2025年8月8日金曜日

長屋王の祟り

    冤罪事件やそれの国賠訴訟のニュースが少なくない昨今だが・・・、724年(神亀元)首皇太子は天皇に即位した。聖武天皇である。
 727年(神亀4)夫人の光明子が皇子を出産。2か月を待たず皇太子に立てられたが、728年(神亀5)幼い皇太子は亡くなった。
 そうした翌729年(神亀6)長屋王が皇太子?を呪詛したと密告があり、藤原4兄弟追及の下、長屋王、妻の吉備内親王、4人の息子たち(膳夫王、桑田王、葛木王、鉤取王)は自殺した。
 この事件は長屋王の変と呼ばれたりするが、藤原兄弟の陰謀であったとするのが定説である。

 平城京の発掘調査で長屋王邸が見つかった際、貴重な木簡等が大量に発見されたので遺跡保存の声が大きく燃え上がったが実現せず、そこには「そごう」が建てられた。
 が、「そごう」は後に撤退し、後を継いだ「イトーヨーカドー」も撤退し、奈良スズメはいろんな場で「長屋王の祟り」だと言いあった。

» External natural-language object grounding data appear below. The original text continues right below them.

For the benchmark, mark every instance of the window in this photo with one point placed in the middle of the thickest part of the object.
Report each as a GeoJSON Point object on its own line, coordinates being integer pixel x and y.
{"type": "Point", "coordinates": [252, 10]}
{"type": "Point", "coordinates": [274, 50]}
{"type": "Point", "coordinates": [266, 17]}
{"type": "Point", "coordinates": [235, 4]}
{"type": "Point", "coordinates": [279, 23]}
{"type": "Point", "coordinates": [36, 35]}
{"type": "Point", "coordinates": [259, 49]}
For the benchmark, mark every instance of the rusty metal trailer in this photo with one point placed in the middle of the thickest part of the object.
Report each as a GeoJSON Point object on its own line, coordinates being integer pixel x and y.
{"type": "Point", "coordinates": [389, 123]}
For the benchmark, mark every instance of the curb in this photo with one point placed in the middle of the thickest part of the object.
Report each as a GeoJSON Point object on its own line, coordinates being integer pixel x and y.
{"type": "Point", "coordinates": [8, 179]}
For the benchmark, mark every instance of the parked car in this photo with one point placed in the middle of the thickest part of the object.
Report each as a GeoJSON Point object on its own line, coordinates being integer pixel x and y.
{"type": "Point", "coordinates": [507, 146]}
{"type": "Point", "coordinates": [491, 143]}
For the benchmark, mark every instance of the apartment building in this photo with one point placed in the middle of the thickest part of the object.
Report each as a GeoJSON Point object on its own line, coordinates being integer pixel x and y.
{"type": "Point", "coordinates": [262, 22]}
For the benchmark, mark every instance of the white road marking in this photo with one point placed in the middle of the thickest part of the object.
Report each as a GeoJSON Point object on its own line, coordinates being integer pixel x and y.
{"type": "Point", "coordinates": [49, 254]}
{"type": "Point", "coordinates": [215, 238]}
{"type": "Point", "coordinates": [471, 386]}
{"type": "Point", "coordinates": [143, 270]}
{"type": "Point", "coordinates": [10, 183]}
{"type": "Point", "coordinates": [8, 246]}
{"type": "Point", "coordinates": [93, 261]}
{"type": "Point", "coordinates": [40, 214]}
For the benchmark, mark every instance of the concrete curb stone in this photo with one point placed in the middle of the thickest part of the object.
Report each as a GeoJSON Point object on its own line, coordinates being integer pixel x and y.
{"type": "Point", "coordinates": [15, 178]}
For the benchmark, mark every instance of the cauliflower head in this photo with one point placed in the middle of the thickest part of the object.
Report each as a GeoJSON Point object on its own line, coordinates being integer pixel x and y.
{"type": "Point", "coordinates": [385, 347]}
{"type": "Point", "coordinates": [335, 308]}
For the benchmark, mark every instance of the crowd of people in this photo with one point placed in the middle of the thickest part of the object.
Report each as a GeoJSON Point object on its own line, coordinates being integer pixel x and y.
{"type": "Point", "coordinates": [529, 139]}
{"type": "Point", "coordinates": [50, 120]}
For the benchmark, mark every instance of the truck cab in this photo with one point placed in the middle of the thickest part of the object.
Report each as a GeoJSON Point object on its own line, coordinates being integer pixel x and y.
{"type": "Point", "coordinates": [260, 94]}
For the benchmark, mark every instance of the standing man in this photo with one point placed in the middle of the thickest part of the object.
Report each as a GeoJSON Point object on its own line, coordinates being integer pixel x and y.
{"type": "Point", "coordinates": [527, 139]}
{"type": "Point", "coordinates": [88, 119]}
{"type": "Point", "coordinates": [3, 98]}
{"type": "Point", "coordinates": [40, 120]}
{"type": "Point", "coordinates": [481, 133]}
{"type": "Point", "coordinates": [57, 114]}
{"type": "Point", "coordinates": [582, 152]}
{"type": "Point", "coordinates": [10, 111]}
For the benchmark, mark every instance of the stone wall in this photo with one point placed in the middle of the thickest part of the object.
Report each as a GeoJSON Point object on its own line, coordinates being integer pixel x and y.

    この悲劇の主人公、長屋王と吉備内親王の墓が奈良県の平群町にあるので、過日見学してきた。
 表向きは謀反人・犯罪者の墓であるから「御陵」とは程遠いが、予想以上に清美されたものだった。陰謀による弾圧であっただけに「怨霊」を鎮めておきたいという気持ちが天皇側にあったのかもしれない。
 後に聖武天皇は平城京からの遷都を繰り返すが、そこには長屋王の怨霊から逃げたいという感情があったのではないかしらん。